Di lapangan, pemandangan antrean panjang sudah menjadi rutinitas yang nyaris dianggap normal. Kendaraan mengular di SPBU, sementara masyarakat berpenghasilan rendah harus berkeliling mencari tabung gas yang seharusnya tersedia bagi mereka. Ironisnya, barang yang disebut “subsidi untuk rakyat” justru sering terasa seperti barang langka yang harus diburu.
Kelangkaan energi bersubsidi bukan sekadar persoalan pasokan. Di baliknya terdapat pertanyaan yang terus berulang: mengapa masalah yang sama dapat muncul berkali-kali tanpa solusi yang benar-benar tuntas? Jika distribusi sudah dipetakan, kebutuhan sudah dihitung, dan pengawasan sudah memiliki perangkat, maka publik wajar bertanya di mana letak mata rantai yang terus putus.
Lebih menarik lagi, setiap kelangkaan hampir selalu diikuti oleh pernyataan bahwa stok sebenarnya aman. Kalimat ini mungkin menjadi salah satu pernyataan paling konsisten dalam birokrasi. Sayangnya, konsistensi tersebut sering kali tidak sejalan dengan kenyataan yang ditemui masyarakat di lapangan.
Ketika warga harus menghabiskan waktu berjam-jam untuk mendapatkan solar atau gas subsidi, yang terbuang bukan hanya bahan bakar. Ada produktivitas yang hilang, biaya operasional yang meningkat, dan aktivitas ekonomi yang terganggu.

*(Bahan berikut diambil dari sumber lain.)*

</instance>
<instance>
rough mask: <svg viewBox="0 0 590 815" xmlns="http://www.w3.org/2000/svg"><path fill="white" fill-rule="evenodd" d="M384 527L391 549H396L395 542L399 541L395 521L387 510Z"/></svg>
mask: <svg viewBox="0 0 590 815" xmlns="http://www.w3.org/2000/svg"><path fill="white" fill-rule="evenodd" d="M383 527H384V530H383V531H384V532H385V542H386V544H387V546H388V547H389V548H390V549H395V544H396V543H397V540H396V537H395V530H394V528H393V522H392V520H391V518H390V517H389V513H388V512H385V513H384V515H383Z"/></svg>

Bagi sebagian orang, keterlambatan mendapatkan pasokan energi berarti berkurangnya pendapatan hari itu.
Publik tentu tidak membutuhkan drama tahunan tentang kelangkaan yang selalu datang dengan naskah serupa. Yang dibutuhkan adalah transparansi data, ketegasan pengawasan, dan langkah nyata untuk memastikan subsidi benar-benar sampai kepada pihak yang berhak. Sebab subsidi bukan sekadar angka dalam dokumen anggaran, melainkan instrumen negara untuk menjaga daya beli masyarakat.
Pemerintah dan pihak terkait perlu menyadari bahwa kesabaran masyarakat bukan sumber energi terbarukan yang bisa dieksploitasi tanpa batas. Ketika antrean semakin panjang dan keluhan semakin banyak, yang sedang diuji bukan hanya kemampuan distribusi, tetapi juga kepercayaan publik.
Pada akhirnya, rakyat tidak sedang meminta kemewahan. Mereka hanya ingin mendapatkan solar dan gas subsidi tanpa harus merasa seperti sedang mengikuti perlombaan berburu barang langka. Karena jika setiap tahun persoalannya tetap sama, maka yang benar-benar langka bukanlah solar atau gas, melainkan penyelesaian yang nyata.